Court Opinion

ID: 9845916
Source: CourtListenerOpinion
Date Created: 2023-09-24 03:31:00.105489+00
Date Added: 2024-06-11T09:16:26.333329
License: Public Domain

HALLEY, Chief Justice
(dissenting).
I respectfully dissent to the majority opinion in this case because I think that the case of Industrial Tile Company v. Home Federal Savings and Loan Association of Tulsa et al., Okl., 331 P.2d 918, is sound. It was adopted on June 10, 1958, and has been the law since and should not be overturned. It should control in this case.

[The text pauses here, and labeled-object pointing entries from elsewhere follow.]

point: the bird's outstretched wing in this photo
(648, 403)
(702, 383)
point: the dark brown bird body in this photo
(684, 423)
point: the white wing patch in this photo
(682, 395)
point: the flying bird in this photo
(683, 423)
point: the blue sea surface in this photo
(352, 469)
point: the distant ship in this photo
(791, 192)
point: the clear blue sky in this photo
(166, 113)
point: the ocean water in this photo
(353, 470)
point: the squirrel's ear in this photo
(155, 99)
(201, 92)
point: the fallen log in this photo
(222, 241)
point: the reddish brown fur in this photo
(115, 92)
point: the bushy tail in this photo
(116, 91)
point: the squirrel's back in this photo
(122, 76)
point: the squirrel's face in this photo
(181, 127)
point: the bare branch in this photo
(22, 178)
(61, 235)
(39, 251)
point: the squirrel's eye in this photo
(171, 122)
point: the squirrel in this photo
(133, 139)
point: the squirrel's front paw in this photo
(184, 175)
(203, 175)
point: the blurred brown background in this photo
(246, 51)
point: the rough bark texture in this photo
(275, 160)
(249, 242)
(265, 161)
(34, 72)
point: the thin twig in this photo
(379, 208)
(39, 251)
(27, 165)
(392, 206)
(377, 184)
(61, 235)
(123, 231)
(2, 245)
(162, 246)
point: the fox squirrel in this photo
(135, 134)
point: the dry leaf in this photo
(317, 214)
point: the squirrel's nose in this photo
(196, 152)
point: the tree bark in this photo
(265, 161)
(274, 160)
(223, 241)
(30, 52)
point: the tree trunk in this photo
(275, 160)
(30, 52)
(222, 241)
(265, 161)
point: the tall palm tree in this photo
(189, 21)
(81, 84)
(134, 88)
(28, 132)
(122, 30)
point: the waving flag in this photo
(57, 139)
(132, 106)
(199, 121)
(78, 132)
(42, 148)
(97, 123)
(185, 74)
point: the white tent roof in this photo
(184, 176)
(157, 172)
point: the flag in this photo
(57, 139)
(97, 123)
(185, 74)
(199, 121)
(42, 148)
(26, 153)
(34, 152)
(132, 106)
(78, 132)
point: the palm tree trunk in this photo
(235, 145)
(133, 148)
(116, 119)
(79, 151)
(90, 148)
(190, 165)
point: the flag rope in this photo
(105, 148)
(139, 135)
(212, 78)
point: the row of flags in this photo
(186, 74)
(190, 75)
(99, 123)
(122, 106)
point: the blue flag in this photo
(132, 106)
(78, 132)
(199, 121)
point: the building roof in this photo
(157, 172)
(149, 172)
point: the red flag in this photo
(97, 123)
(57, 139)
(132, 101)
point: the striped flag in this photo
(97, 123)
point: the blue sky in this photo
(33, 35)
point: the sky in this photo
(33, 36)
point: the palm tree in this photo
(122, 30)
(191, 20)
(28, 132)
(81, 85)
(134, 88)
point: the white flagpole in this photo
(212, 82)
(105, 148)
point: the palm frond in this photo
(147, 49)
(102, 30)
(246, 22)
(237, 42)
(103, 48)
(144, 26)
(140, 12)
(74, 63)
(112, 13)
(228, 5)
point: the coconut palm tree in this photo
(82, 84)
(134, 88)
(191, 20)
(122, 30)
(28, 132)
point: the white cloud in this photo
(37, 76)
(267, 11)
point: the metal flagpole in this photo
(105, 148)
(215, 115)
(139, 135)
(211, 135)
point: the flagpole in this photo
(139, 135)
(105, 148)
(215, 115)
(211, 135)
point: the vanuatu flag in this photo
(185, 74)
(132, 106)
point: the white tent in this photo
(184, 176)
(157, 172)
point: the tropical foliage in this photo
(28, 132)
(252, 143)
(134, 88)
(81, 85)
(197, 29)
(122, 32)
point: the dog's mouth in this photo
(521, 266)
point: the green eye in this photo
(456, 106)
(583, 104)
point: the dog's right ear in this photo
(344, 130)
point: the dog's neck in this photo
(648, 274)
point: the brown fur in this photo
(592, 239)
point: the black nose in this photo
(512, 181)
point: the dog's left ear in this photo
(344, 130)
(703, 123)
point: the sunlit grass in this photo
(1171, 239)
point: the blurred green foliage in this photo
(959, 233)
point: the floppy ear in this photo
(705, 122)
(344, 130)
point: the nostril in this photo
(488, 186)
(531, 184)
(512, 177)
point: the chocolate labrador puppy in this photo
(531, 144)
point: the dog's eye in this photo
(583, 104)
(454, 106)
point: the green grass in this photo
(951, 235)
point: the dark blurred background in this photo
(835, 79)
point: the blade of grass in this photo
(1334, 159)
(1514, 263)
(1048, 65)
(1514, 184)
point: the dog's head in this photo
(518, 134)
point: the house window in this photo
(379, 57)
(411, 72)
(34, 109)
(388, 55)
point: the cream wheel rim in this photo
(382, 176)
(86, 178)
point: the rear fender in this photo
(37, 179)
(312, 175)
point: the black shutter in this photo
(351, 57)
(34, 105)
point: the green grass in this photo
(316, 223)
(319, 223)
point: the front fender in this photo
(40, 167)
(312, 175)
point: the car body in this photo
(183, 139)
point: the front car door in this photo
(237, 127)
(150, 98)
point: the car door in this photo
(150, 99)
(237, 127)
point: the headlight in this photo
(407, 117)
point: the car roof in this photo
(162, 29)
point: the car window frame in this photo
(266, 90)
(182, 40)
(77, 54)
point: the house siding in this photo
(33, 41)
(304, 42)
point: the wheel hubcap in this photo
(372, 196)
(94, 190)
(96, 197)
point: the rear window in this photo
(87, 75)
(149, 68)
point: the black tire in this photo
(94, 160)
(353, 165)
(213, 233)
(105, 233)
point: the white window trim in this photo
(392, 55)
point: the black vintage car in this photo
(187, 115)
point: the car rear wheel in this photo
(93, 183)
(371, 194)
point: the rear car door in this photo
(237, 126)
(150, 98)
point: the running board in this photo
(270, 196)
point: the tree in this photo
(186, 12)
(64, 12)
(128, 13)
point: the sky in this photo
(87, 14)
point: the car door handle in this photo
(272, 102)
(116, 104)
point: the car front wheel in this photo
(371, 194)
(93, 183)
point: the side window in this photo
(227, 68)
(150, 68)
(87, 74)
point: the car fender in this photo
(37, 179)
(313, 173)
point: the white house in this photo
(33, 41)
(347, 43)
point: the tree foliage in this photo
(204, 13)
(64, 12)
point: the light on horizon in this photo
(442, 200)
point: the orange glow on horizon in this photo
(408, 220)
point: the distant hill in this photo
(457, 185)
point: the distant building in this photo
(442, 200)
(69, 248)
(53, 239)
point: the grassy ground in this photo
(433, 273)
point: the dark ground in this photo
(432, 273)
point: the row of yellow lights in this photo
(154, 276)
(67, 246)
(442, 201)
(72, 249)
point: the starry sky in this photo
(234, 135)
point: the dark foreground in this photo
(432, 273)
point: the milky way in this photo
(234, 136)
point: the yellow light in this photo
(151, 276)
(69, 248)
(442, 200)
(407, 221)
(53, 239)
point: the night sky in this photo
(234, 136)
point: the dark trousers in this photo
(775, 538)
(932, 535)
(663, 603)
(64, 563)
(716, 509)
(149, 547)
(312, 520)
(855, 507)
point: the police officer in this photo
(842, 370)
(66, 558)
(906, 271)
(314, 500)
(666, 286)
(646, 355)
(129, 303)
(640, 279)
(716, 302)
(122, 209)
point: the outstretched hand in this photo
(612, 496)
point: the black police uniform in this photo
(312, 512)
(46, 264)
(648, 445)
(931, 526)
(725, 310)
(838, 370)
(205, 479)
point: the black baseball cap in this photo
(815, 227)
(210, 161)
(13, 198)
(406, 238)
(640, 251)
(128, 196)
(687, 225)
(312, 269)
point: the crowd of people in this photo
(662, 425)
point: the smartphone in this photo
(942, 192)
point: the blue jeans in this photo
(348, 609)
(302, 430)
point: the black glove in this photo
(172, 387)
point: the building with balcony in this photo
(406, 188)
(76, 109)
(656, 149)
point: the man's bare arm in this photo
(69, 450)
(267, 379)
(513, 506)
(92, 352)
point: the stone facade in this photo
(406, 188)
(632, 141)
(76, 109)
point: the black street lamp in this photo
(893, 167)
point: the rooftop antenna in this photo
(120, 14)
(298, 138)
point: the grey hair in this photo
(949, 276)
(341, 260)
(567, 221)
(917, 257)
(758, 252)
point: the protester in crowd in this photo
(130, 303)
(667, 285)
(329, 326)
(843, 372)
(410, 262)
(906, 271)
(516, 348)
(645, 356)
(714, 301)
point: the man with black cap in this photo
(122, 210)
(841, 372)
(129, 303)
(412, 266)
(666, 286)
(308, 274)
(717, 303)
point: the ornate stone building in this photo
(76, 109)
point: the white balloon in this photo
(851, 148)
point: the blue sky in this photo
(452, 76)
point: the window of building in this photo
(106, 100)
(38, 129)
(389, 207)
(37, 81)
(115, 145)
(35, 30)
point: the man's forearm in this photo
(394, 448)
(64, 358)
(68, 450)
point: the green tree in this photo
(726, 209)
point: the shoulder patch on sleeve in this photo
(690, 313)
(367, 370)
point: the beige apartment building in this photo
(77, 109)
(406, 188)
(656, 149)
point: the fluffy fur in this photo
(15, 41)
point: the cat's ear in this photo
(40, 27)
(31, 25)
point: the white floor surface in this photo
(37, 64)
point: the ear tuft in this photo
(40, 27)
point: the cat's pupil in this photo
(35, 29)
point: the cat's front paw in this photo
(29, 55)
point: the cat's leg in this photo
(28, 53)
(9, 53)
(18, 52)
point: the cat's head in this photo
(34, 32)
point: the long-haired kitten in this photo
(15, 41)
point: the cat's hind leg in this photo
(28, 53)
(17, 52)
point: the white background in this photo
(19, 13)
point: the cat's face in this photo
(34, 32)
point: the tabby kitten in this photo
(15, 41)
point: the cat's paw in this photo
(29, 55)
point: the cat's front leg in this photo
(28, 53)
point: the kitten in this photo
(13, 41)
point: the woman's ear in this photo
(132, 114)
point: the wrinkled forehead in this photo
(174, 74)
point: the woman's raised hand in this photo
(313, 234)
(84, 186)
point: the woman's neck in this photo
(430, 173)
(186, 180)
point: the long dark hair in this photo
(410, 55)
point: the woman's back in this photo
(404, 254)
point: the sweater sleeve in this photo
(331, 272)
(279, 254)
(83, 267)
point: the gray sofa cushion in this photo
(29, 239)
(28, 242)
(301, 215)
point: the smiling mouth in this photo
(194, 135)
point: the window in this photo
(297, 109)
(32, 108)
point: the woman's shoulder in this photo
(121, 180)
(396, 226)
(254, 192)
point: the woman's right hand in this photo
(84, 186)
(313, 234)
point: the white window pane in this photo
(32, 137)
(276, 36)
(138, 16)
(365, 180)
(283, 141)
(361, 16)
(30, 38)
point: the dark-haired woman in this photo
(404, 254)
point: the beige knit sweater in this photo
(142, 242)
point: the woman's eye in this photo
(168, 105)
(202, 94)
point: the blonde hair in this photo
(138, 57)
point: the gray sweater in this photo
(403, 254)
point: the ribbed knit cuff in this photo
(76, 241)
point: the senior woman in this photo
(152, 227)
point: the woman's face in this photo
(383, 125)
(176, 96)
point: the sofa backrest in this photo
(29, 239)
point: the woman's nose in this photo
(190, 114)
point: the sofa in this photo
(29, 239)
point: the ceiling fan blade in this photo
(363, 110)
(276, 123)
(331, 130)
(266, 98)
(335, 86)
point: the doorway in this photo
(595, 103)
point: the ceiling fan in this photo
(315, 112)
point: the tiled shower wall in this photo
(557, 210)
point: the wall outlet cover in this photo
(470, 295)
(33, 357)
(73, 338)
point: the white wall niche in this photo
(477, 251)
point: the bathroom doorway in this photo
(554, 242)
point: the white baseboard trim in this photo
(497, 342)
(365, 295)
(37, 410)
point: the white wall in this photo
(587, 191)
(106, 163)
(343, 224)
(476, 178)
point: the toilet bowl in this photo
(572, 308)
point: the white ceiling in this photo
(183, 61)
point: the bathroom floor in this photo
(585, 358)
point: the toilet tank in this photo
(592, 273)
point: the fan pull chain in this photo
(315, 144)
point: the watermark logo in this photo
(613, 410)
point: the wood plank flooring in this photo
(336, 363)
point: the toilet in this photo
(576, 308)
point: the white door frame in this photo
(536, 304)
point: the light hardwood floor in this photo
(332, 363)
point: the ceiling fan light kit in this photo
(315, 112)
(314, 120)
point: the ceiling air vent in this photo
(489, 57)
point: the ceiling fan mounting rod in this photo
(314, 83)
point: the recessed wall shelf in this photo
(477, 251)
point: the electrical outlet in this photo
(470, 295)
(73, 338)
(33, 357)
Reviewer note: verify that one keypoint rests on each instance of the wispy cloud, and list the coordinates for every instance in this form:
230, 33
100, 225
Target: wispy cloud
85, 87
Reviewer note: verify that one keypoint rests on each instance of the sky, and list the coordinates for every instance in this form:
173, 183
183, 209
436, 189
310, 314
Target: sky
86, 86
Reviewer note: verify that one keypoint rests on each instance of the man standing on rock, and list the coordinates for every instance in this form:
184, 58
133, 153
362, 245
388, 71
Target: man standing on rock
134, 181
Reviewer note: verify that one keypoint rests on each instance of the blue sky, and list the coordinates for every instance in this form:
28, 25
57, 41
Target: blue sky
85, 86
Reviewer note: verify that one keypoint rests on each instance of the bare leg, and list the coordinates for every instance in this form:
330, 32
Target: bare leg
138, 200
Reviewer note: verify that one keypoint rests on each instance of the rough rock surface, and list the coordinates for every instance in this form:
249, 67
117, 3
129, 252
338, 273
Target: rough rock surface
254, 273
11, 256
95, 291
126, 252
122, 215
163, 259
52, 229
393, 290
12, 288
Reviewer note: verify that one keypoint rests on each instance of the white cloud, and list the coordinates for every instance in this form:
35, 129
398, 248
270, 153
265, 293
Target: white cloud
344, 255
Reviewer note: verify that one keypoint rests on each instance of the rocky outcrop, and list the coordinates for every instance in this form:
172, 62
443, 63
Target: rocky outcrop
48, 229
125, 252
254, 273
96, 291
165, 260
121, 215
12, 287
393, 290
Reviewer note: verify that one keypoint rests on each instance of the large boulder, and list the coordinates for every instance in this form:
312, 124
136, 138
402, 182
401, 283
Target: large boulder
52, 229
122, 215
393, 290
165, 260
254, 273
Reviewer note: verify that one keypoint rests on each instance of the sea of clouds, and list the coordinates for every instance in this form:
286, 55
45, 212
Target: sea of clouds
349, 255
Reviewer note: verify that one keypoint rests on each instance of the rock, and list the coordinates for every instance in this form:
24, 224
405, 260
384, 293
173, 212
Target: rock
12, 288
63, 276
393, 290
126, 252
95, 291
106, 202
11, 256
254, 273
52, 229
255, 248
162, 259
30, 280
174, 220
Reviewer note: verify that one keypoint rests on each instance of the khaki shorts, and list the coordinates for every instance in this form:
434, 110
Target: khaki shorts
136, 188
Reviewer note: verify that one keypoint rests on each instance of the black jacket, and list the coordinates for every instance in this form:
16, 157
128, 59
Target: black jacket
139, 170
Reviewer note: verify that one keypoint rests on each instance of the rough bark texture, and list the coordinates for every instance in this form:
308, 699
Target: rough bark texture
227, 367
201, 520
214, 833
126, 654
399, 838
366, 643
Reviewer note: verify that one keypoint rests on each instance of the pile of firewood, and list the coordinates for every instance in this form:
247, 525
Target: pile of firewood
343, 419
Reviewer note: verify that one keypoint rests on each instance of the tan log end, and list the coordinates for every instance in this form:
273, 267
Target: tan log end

To my way of thinking all that is involved here is the proper construction of 42 O.S.1961, § 141, and its application to the facts. It is not successfully denied that construction had started on the house involved here before the mortgage went of record. Section 141 has this language:
“ * * * Such liens shall be preferred to all other liens or encumbrances which may attach to or upon such land, buildings or improvements or either of them subsequent to the commencement of such building. * * ”
This provision clearly favors those who-perform labor or furnish material. It does not require a laborer to go check the records at the County Clerk’s office to see whether a mortgage has gone of record since the building was started. The Legislature undoubtedly realized that it was better for the lending agencies to determine what improvements were upon the property when their mortgages are put of record. It is far better that they have this responsibility than a laborer. When a mortgage goes on record after a building is started the lending agency can protect itself by refusing to malee a loan or by seeing that all bills are paid on the building *497as they accrued. Lending agencies will simply have to know that work has not started on a house when their mortgage is put of record. This rule has been lived with for almost seven years. I think it is a mistake to change it when to do so would be against the plain provisions of Section 141, 42 O.S.1961.
I dissent.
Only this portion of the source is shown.